December 2017 Focus
"Pay or Play?" – Shared Responsibility for Employers under ACA's Employer Mandate
In 2015, the ACA began requiring applicable large employers (ALEs) to offer affordable health coverage to their full-time employees. Any who fail to provide coverage and at least one full-time employee receives a premium tax credit to help purchase coverage through the Health Insurance Marketplace will owe a harsh penalty. Now, the IRS is officially sending out penalty letters to ALEs that owe for calendar year 2015. There are two potential penalties that could be imposed for failure to satisfy the mandate, both of which are steep in cost and non-deductible for tax purposes.
ALEs that receive a Letter 226J will have an opportunity to contest any proposed penalty notices, but will have only one shot at it. So, if you receive this letter, we highly recommend you hire an attorney immediately for proper counsel on how to respond. If you choose to appeal, it is important to provide any-and-all documentation in support of your appeal. Do not try to tackle the response without proper counsel. If you can't prove your case with the proper documentation, you will, in fact, pay the penalty.
Note: To determine if you are an ALE, you must be proactive with your employee counts. Simply put: If you issue more than 50 W-2s in the previous calendar year, an employee count for that year should be on record. First time ALEs, luckily, have a 90-day grace period, from January 1 – March 31 each calendar year, to report as such, with a deadline of April 1 each year to provide coverage.
2017 ACA Reporting
It is easy to get lost in the confusing numeric labels given to the ACA's reporting requirements.

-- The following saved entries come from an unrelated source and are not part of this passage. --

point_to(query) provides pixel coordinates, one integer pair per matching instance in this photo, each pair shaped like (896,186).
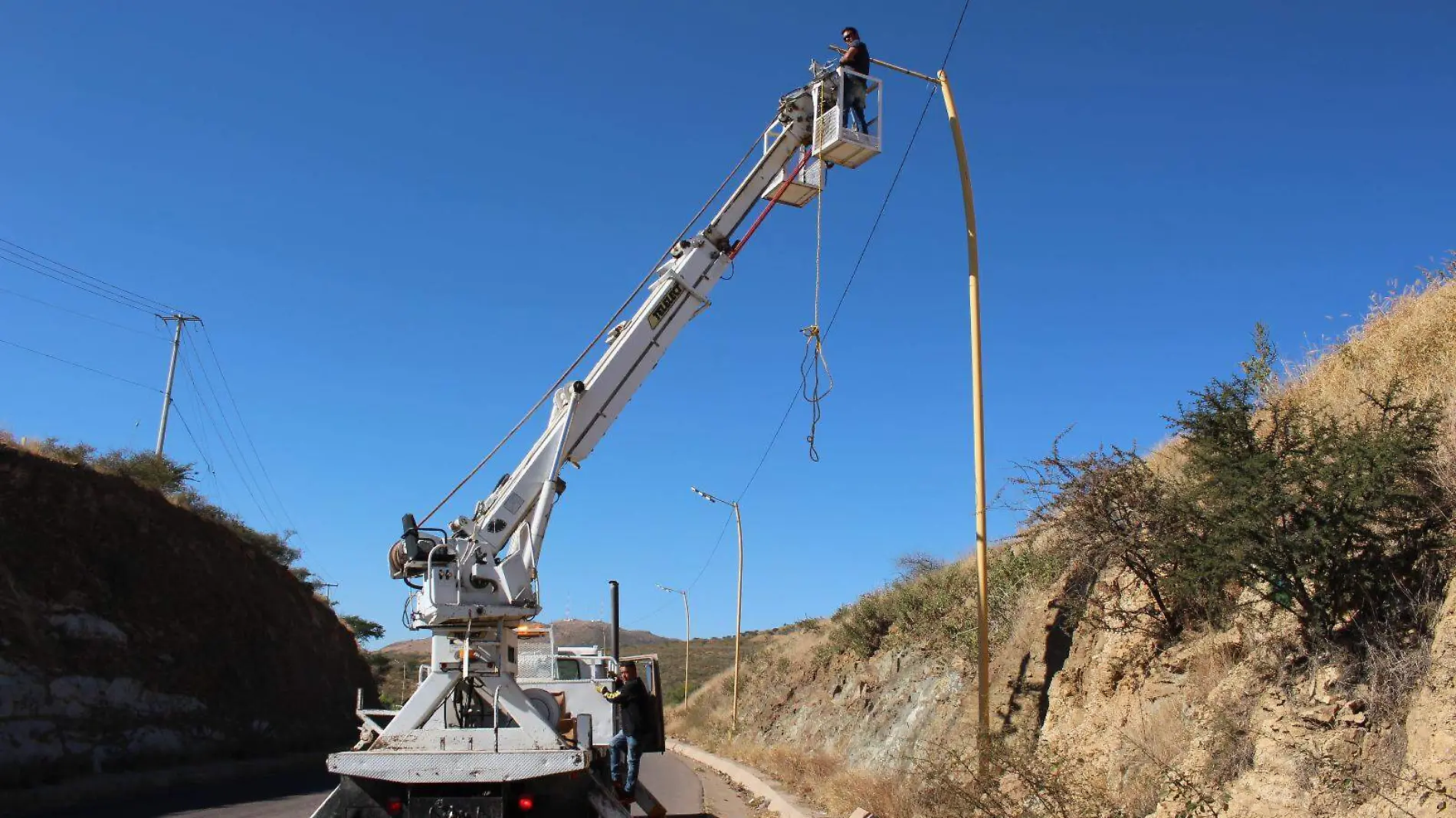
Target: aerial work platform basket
(807,184)
(838,137)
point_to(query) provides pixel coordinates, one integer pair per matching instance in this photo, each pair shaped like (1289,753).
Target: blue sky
(399,223)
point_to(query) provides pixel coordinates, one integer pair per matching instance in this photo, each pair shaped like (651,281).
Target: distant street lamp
(687,640)
(737,628)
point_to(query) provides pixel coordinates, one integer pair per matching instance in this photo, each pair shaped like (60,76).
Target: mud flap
(349,801)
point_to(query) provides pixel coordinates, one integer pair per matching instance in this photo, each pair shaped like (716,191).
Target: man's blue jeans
(855,105)
(624,743)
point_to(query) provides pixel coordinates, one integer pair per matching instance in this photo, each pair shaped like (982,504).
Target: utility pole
(973,263)
(737,628)
(172,371)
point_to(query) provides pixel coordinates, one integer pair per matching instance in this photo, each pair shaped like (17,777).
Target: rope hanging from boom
(815,365)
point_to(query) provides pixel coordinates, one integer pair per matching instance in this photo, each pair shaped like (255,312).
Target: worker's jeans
(624,743)
(855,103)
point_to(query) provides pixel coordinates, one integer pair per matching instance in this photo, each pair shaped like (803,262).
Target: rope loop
(815,365)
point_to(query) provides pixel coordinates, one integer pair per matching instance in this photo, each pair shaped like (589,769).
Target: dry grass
(1410,335)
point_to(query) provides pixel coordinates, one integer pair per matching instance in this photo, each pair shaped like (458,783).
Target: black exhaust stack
(616,625)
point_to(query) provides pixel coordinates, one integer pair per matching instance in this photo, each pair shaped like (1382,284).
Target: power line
(198,446)
(218,430)
(248,436)
(149,305)
(79,313)
(24,263)
(79,365)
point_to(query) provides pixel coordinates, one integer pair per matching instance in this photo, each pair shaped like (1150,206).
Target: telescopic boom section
(485,567)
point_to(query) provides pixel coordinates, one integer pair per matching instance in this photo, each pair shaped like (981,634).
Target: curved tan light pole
(977,402)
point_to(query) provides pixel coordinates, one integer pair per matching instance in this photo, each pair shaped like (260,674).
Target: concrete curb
(742,776)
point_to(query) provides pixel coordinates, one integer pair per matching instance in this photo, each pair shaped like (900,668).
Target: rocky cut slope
(1229,699)
(134,632)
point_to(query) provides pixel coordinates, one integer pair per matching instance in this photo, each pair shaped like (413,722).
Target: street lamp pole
(687,640)
(977,398)
(737,629)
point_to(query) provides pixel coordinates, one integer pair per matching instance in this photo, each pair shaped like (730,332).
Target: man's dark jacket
(634,708)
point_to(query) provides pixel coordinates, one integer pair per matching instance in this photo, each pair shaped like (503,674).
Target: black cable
(79,365)
(82,315)
(84,287)
(851,281)
(189,428)
(218,430)
(147,305)
(248,436)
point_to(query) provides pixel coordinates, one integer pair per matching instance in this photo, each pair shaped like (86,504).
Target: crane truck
(480,738)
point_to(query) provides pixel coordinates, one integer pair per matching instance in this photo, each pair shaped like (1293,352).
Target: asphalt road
(296,795)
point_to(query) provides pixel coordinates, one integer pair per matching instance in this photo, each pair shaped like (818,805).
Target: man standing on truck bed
(635,718)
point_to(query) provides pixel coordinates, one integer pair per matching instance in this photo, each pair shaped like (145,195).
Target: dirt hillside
(137,633)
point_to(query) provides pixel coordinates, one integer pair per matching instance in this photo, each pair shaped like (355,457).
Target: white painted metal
(456,766)
(799,191)
(831,140)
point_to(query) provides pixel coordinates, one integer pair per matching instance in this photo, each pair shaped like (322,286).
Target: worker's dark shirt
(861,60)
(634,708)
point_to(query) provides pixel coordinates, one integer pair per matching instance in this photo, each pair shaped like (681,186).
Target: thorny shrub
(932,606)
(1339,519)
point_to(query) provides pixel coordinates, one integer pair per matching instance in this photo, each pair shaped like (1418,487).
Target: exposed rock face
(134,632)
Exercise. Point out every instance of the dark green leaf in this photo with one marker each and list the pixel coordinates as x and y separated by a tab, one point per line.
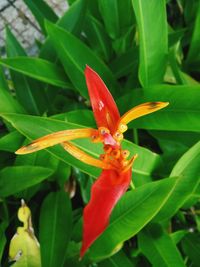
74	56
159	248
39	69
55	228
131	214
41	11
152	30
15	179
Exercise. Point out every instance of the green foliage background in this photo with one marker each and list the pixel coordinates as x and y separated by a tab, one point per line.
144	51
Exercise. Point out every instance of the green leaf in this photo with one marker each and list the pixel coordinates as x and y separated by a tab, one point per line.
55	228
71	21
191	246
117	21
159	248
182	114
38	69
188	169
143	166
16	178
122	65
153	36
97	37
29	93
74	56
195	42
11	141
7	102
118	260
3	227
132	213
41	11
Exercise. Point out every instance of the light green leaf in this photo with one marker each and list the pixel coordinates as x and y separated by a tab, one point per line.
17	178
11	141
74	56
132	213
159	248
153	36
39	69
188	169
41	11
55	228
118	260
29	93
71	21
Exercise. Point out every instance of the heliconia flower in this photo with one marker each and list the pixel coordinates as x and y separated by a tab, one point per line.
116	167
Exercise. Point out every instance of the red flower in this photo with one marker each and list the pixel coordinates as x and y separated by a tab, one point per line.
116	168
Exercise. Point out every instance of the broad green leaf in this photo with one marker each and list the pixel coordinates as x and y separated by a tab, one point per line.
55	228
29	93
17	178
74	56
97	37
182	114
152	30
26	125
132	213
191	246
118	260
7	102
117	21
24	248
122	65
3	227
188	171
41	11
38	69
159	248
71	21
11	141
195	41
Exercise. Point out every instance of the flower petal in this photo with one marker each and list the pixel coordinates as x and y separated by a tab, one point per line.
104	107
84	157
106	192
140	111
56	138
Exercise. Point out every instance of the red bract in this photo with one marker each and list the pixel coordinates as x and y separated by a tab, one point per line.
116	175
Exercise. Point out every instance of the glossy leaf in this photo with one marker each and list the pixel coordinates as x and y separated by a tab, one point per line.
119	19
74	63
7	102
71	21
17	178
41	11
55	228
152	30
191	246
195	42
187	169
29	93
39	69
11	141
127	219
159	248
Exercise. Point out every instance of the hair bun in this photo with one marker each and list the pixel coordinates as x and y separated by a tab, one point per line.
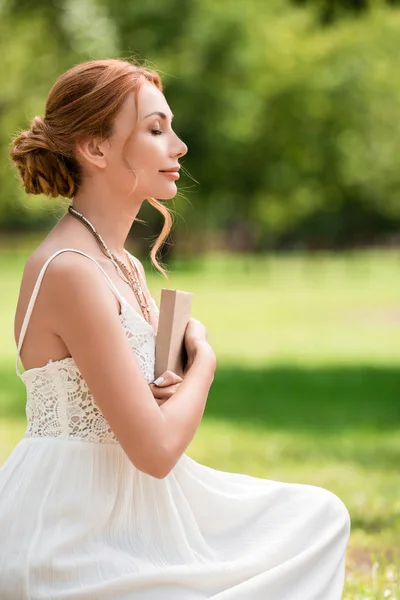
41	168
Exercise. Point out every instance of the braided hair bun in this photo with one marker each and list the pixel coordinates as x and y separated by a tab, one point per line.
42	169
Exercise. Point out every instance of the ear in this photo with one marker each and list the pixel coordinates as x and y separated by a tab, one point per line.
93	151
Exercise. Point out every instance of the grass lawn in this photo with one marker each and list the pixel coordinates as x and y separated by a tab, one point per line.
307	385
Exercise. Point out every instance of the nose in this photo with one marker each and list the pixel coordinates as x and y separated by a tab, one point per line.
182	148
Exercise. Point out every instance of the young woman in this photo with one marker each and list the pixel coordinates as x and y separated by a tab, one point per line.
99	500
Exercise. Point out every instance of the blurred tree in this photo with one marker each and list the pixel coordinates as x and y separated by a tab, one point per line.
292	129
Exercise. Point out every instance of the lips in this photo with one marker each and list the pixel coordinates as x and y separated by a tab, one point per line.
171	170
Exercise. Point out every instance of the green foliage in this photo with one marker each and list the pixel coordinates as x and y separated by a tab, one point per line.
292	128
306	387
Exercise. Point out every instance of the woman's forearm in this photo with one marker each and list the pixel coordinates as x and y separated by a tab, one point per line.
184	410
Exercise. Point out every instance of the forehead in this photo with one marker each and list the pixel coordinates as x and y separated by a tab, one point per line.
150	99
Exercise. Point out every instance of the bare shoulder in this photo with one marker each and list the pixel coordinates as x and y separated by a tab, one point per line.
84	315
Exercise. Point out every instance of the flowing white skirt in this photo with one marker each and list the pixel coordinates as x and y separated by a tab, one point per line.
78	521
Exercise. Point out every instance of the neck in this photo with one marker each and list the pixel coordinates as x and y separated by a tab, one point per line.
111	220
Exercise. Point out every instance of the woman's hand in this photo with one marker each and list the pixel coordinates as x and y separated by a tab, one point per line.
163	390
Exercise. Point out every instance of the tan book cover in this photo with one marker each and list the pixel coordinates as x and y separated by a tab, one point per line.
175	309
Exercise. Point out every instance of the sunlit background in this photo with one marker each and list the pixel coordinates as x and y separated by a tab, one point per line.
287	229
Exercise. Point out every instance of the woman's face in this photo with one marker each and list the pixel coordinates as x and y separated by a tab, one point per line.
152	148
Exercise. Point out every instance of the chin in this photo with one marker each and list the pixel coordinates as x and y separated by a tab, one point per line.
165	195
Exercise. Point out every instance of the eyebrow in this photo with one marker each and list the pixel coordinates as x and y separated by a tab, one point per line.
160	114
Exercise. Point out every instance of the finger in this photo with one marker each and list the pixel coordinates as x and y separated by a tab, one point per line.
167	378
164	392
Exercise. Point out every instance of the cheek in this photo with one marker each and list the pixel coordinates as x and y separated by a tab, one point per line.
143	151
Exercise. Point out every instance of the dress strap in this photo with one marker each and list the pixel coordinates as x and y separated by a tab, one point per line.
36	291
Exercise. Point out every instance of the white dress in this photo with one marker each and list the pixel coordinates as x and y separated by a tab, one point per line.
79	521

To simplify, here is what is generally required of employers:
- Regardless of whether sponsoring or participating in a fully insured or self-funded plan, employers will complete the "C" reporting. "B" reporting is for insurance carriers (with some exceptions).
- ALEs must submit ACA information reporting forms to the IRS annually by Feb. 28, or file electronically by March 31.
- Employers will complete Form 1095-C for each full-time employee. They are required to distribute the forms to full-time employees (very similar to Form W-2 requirements and on the same distribution schedule) by Jan. 31 of each year.
Employers will transmit all individual 1095-Cs to the IRS along with Form 1094-C. (Think of 1094-C as a cover sheet.)
Sexual Harassment – Or is it?
Considering the many sexual harassment claims making the headlines lately, now is not the time for outdated anti-harassment procedures in the workplace. It is important for employers to be mindful of the following:
- Be aware of all forms of harassment, per the DOL
- Review current anti-harassment policies.
- Ensure effective procedures are in place.
The EEOC has established minimum standards and guidelines for employers to reference when developing anti-harassment and complaint procedures. To view these tips, click here.
Of course, prevention is the best tool to eliminate harassment in the workplace. Communicate to employees that sexual harassment, or any other form of harassment, will not be tolerated. Update your anti-harassment policy. Implement annual training on harassment prevention, whether it be online or in the classroom, and include all individuals of the company, from the top down. Establish an effective complaint and investigation process, and take immediate action when an employee reports an incident. By following this process, employers have an opportunity to stop inappropriate behavior before it reaches the level of illegal harassment, and avoid civil or criminal penalties.